In this month’s post, we review papers that raise two questions that I find particularly interesting. First, can sublinear algorithms find applications in efficient approximation of CSPs? And second, can property testing be extended to give meaningful results in settings where Hamming distance is not the “right” measure of distance between functions?
Going for Speed: Sublinear Algorithms for Dense r-CSPs by Grigory Yaroslavtsev (arXiv). In their seminal paper, Goldreich, Goldwasser, and Ron considered the MAX-CUT problem. They showed that both the testing variant of the problem (where the algorithm must distinguish between graphs with a cut of size \(s\) from those with maximum cut size at most \(s – \epsilon N^2\)) and the approximation variant (where the algorithm must find a cut that has at most \(\epsilon N^2\) fewer edges than the largest cut in the graph) can be solved in sublinear time. This result inspired the very successful line of research on testing properties of graphs. We can also view this result as motivation for studying the approximability of general CSPs: given some constraint satisfaction problem, can we find an assignment that satisfies almost as many constraints as the maximally satisfying assignment in sublinear time? This current paper begins the exploration of this question with an improved bound on the query complexity of the MAX-CUT problem and with the first general result for approximating CSPs of arity greater than 2 (i.e., where the constraints are on more than 2 variables).
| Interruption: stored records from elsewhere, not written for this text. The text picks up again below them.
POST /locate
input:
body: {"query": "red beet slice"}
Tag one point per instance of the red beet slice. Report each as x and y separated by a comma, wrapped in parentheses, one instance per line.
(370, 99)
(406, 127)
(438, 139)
Lp testing by Piotr Berman, Sofya Raskhodnikova, and Grigory Yaroslavtsev (preprint). Almost all of the work in testing properties of functions is based on the Hamming distance: for a given property P, a tester is required to accept functions that have the property P and to reject the functions that differ from every function with the property P on an \(\epsilon\) fraction of the inputs. This notion of distance is appropriate for algebraic properties of functions and for properties of boolean functions, but for other properties of real-valued functions, \(L_p\) distances are sometimes more appropriate. This paper provides the first systematic study of property testing under these distances. An important high-level message from this work is that the testing problems can be very different under these distances than under Hamming distance. For example, the classic problem of \(\epsilon\)-testing whether \(f : [n] \to \mathbb{R}\) is monotone requires \(\Theta(\frac{\log n}{\epsilon})\) queries in the Hamming distance setting, but only \(\Theta(\frac1{\epsilon^p})\) queries in the \(L_p\) distance setting!